I'm trying to use mrtg to show the CPU utilization on a Network Appliance. Here's the relevant portion of the netapp MIB (output of an SNMPwalk, with my notes on the right side):
1.3.6.1.4.1.789.1.2.1.1.0: TIMETICKS: 1016121072 (uptime in ticks {1/100sec}) 1.3.6.1.4.1.789.1.2.1.2.0: TIMETICKS: 33513506 (cpu ticks used since uptime) 1.3.6.1.4.1.789.1.2.1.3.0: INTEGER: 3 (% cpu util since uptime) 1.3.6.1.4.1.789.1.2.1.4.0: TIMETICKS: 982607568 (cpu idle ticks since uptime) 1.3.6.1.4.1.789.1.2.1.5.0: INTEGER: 97 (% idle since last boot) 1.3.6.1.4.1.789.1.2.2.1.0: INTEGER: 311445413 (nfs ops since boot) 1.3.6.1.4.1.789.1.2.2.2.0: INTEGER: 4503517 (total kbytes recd on all nets) 1.3.6.1.4.1.789.1.2.2.3.0: INTEGER: 1224614 (total kbytes trans since boot)
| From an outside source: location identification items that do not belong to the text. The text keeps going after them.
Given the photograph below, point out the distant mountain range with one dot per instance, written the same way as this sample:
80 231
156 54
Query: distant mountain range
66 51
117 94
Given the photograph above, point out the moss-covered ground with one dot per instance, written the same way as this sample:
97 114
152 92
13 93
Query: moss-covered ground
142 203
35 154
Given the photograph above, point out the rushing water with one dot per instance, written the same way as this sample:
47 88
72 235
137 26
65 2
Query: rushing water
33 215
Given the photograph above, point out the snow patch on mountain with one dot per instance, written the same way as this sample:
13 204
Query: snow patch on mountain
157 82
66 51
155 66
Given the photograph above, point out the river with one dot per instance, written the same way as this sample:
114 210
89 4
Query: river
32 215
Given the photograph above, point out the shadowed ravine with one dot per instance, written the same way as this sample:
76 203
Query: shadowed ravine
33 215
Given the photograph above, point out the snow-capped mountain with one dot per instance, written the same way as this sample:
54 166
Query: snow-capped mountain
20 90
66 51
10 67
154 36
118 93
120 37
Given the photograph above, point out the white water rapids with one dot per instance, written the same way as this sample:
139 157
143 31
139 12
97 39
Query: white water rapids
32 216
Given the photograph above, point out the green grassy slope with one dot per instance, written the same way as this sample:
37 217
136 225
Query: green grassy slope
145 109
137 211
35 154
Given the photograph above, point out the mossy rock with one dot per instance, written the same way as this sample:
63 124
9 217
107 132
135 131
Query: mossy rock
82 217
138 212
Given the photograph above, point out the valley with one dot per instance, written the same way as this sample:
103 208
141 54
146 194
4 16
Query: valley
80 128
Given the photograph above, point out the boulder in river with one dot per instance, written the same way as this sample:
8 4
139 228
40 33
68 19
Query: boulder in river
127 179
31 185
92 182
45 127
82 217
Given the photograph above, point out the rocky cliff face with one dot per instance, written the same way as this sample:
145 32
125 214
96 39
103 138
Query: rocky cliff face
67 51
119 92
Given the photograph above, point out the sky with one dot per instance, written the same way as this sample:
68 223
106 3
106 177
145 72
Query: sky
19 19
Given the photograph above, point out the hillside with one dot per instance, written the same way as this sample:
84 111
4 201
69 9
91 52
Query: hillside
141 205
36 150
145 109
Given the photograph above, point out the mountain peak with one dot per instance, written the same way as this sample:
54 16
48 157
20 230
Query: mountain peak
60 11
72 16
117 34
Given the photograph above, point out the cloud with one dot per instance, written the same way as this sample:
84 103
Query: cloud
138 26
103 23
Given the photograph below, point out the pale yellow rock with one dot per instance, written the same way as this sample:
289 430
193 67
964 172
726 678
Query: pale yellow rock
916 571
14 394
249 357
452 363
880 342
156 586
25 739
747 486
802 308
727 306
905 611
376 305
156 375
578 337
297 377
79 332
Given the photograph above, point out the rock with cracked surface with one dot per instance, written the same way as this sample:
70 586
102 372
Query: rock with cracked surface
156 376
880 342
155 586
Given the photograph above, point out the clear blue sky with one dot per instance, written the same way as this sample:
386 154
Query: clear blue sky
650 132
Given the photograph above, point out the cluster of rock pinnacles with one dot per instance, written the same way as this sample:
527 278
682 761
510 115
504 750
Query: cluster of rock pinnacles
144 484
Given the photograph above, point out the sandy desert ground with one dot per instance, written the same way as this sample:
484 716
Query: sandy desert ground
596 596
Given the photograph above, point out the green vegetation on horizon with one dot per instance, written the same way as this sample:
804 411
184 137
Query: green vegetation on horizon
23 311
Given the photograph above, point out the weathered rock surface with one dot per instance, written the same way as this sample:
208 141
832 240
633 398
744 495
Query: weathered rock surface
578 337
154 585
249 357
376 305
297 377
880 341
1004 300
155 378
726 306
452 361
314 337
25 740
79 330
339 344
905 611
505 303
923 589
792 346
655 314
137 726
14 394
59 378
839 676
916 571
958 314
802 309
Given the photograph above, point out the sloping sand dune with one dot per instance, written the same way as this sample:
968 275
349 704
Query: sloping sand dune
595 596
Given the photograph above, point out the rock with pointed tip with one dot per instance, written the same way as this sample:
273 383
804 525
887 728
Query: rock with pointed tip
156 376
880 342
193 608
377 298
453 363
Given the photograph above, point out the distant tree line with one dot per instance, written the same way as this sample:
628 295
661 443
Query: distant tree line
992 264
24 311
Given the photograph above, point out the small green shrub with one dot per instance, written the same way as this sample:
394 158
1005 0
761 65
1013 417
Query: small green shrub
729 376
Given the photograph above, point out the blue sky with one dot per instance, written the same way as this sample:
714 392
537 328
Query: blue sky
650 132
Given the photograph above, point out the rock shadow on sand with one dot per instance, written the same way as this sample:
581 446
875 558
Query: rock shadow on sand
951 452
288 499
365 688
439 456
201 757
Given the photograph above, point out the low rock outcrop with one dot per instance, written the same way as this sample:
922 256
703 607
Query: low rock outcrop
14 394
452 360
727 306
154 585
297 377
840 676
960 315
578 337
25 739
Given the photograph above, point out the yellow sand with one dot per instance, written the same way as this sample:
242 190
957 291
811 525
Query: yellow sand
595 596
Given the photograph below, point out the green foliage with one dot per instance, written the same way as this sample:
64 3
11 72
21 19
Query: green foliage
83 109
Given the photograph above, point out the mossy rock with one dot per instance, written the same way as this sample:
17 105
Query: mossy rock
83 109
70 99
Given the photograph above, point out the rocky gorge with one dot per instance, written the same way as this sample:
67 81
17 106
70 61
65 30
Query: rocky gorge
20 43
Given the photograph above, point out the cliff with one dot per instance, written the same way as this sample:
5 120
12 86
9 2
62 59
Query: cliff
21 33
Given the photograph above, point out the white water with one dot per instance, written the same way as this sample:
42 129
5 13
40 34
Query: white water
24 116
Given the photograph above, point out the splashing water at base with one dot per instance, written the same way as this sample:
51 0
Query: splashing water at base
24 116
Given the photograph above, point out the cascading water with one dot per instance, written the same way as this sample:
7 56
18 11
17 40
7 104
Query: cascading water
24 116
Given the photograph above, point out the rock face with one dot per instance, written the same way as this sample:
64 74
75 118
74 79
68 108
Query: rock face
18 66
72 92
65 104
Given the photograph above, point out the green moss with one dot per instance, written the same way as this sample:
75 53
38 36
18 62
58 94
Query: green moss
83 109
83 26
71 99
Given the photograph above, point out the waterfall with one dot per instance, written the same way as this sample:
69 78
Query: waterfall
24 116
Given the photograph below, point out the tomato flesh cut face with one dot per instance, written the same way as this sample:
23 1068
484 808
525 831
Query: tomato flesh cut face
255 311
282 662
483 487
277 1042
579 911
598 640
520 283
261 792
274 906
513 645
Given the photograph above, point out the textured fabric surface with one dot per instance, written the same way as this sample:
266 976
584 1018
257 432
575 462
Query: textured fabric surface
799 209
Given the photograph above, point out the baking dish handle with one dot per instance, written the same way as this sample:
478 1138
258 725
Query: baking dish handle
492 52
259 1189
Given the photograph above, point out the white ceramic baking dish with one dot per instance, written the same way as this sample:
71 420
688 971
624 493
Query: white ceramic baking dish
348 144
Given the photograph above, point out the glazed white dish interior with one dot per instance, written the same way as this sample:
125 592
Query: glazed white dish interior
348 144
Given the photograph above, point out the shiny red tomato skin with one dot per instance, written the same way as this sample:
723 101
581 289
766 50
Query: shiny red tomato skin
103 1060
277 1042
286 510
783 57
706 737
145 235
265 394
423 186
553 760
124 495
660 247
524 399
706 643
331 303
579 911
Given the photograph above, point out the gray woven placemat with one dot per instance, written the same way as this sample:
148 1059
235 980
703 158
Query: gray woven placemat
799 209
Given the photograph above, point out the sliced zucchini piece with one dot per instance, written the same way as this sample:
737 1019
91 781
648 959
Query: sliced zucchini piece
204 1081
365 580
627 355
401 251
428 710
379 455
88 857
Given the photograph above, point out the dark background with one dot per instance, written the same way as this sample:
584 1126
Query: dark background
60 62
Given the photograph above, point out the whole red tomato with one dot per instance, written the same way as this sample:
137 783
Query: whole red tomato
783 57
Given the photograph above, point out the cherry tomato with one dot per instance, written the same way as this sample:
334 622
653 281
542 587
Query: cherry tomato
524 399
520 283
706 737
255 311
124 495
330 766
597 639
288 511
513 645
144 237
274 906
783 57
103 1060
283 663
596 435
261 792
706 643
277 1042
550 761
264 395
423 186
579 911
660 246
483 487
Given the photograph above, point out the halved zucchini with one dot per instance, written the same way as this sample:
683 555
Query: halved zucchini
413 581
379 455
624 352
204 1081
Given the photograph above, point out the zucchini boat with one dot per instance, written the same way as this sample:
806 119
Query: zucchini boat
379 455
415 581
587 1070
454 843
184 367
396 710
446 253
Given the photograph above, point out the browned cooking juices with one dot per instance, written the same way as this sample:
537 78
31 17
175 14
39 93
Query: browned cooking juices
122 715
I can't use the "% cpu util since uptime" figure because that's just an average cpu utilization since the last reboot, which isn't particularly informative when your server is usually up for months at a time.
So I figured I'd use the "cpu ticks used since uptime" and "cpu idle ticks since uptime" MIB entries.
The problem is that SNMP entry is of type "TIMETICKS", which is interpreted by the BER.pm module as an "uptime statistic". When I run that one, here's what the mrtg logfile looks like afterwards:
893639038 9 days, 8:48:06 9 days, 8:48:06 893639038 0 0 0 0 893638500 0 0 0 0 893638200 0 0 0 0
Ouch! The second time I run mrtg it fails with a "corrupt logfile" error (for good reason, that's corrupt all right!).
Here's the output of mrtg with the DEBUG level set at 8:
SNMPGET OID: 1.3.6.1.2.1.1.3.0 SNMPGET OID: 1.3.6.1.2.1.1.5.0 1.3.6.1.4.1.789.1.2.1.4.0&1.3.6.1.4.1.789.1.2.1.4.0:public@fs11 --> in: 9 days, 8:48:06 out: 9 days, 8:48:06 name: fs11.nas.nasa.gov getting SNMP variables for target: 1:public@fs12 snmpget: ifInOctets.1 ifOutOctets.1 fs12 public SNMPGET OID: 1.3.6.1.2.1.2.2.1.10.1 SNMPGET OID: 1.3.6.1.2.1.2.2.1.16.1
Now, here's the part of the BER.pm source code which decodes the SNMP reply:
sub pretty_print ($) { my ($packet) = @_; my ($type,$rest); my $result = ord (substr ($packet, 0, 1)); return pretty_intlike ($packet) if $result == int_tag; return pretty_unsignedlike ($packet) if $result == snmp_counter32_tag || $result == snmp_gauge32_tag; return pretty_string ($packet) if $result == octet_string_tag; return pretty_oid ($packet) if $result == object_id_tag; ###THIS LINE return pretty_uptime ($packet) if $result == uptime_tag; ###THIS LINE return pretty_ip_address ($packet) if $result == snmp_ip_address_tag; return "(null)" if $result == null_tag; return "#<unprintable BER type $result>"; }
The "pretty_uptime" subroutine is about what you'd expect, converting the ticks to "up for 4 days 3 hours..." format.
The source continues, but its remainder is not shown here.